Has anybody else experienced problems with the heated wing mirrors? All has been fine upto now, went to use them Sunday morning and passenger side cleared but drivers did not, I tried turning them off and on again but after a 20 minute drive it still hadn't cleared, hopefully this will be under warranty if its faulty, the car is just over a year old.


----------



## moro anis (May 27, 2010)

Are they fused separately?


----------



## Reasty (Feb 6, 2015)

That is a very good point! I shall check


----------



## KevC (Jul 12, 2016)

Yep I had exactly the same mirror do the same thing a couple of months back.
viewtopic.php?f=98&t=1774466

I'll get it sorted in the service in November.


----------



## Reasty (Feb 6, 2015)

Thanks for that kev, I'll book it in a get them to fix it


----------



## KevC (Jul 12, 2016)

Let me know how you get on. If it needs part ordered I'll get them to do that ahead of the service to save time.


----------



## cheechy (Nov 8, 2006)

I saw this issue and booked in for service - then tried it again by putting my hand on the mirror and it worked fine.
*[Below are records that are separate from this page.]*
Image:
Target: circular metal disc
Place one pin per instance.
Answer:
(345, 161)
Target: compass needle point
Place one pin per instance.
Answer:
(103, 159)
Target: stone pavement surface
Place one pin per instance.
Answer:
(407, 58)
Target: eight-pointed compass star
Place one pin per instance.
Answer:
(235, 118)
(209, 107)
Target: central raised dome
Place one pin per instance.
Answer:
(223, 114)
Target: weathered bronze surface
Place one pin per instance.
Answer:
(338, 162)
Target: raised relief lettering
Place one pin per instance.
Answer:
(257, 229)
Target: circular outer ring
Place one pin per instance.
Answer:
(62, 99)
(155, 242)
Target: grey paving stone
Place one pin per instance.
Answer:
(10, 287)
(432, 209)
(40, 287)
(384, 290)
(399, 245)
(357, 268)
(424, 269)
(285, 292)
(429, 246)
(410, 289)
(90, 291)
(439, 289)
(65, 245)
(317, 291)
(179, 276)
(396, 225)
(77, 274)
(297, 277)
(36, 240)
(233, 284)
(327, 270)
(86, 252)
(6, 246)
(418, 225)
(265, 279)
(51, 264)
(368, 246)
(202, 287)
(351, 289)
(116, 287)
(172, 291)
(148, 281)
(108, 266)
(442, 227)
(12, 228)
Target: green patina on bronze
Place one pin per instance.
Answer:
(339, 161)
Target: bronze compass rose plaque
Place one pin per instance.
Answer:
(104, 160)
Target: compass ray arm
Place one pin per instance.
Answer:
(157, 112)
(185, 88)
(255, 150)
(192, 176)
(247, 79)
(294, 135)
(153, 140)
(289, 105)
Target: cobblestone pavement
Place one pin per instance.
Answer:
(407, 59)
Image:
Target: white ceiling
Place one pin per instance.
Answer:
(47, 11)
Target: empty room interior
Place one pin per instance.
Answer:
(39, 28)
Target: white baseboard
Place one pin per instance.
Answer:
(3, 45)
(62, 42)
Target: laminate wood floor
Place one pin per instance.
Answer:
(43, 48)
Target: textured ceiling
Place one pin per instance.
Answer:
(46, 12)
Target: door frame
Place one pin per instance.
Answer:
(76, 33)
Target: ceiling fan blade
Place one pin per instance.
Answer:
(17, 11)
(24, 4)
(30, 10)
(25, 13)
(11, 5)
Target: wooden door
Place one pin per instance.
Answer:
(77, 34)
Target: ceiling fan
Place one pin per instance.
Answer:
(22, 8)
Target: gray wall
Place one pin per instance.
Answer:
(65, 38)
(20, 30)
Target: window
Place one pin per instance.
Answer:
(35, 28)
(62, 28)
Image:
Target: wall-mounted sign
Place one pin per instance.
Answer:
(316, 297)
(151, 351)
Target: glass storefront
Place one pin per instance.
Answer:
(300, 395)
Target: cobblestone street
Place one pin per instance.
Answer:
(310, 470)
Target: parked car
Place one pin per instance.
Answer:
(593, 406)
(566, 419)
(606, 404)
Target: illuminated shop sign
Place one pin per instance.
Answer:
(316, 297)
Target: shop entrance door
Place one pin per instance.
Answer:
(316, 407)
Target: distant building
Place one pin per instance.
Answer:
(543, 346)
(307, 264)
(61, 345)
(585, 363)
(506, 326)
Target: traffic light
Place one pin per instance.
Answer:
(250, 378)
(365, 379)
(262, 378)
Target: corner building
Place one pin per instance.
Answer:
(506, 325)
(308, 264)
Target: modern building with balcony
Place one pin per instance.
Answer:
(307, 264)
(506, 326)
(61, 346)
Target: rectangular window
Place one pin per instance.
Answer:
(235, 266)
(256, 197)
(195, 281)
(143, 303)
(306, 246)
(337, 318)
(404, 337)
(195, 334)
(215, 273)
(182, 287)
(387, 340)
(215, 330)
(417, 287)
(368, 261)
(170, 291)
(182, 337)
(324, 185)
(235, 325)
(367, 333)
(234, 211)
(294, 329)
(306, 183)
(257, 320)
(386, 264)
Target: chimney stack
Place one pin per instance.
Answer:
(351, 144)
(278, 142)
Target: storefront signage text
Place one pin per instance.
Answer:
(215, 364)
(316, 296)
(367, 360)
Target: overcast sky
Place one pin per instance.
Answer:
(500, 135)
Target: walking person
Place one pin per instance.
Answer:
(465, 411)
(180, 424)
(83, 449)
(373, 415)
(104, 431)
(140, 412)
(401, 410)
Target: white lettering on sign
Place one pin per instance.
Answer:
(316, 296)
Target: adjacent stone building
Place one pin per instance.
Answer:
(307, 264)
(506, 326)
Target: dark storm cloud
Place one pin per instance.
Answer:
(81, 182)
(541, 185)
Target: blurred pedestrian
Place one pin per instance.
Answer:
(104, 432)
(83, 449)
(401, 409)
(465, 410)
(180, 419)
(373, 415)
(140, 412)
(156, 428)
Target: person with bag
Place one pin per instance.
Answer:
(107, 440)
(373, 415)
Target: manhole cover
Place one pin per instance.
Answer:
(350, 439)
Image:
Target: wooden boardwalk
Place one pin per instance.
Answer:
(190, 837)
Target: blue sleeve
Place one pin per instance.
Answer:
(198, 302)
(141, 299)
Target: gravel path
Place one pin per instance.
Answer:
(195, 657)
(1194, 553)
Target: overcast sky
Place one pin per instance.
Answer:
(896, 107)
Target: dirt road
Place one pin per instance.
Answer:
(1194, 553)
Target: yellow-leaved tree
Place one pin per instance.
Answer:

Not sure if its an intermittent thing but canned the repair as its working!


----------



## robes (Jul 6, 2016)

We had this issue with the drivers side mirror sorted under warranty at the 1st service a couple of weeks ago. Audi garage had ordered in a whole new mirror assembly, but apparently in the end it was just a lose connection in the mirror. All OK now (although not had the weather to test properly).


----------



## macaddict111 (Jun 13, 2018)

Not having this issue, but thanks for posting. This is going on my list of "problems other people had" for me to check RIIIIIGHT before my warranty is about to expire.


----------



## aeroflott (Feb 18, 2019)

I was coming here to post about this and found this thread. I'm not convinced that either of my heated mirrors are working. My warranty expires in three months, and want to check them out.

Any suggestions as to a test I can do? Can you feel warmth to the touch when the heat is active?


----------



## scott65742 (Dec 31, 2017)

Put some water on them, the heat is enough to clear it.


----------



## KevC (Jul 12, 2016)

I had my drivers side replaced under warranty and a couple of days after it ran out my passenger one stopped working but I found that if I move it a little bit it then seems to work.

Definitely water/dew should clear within 5-10 mins of them being on so spraying a bit of water on there should show if it's working.


----------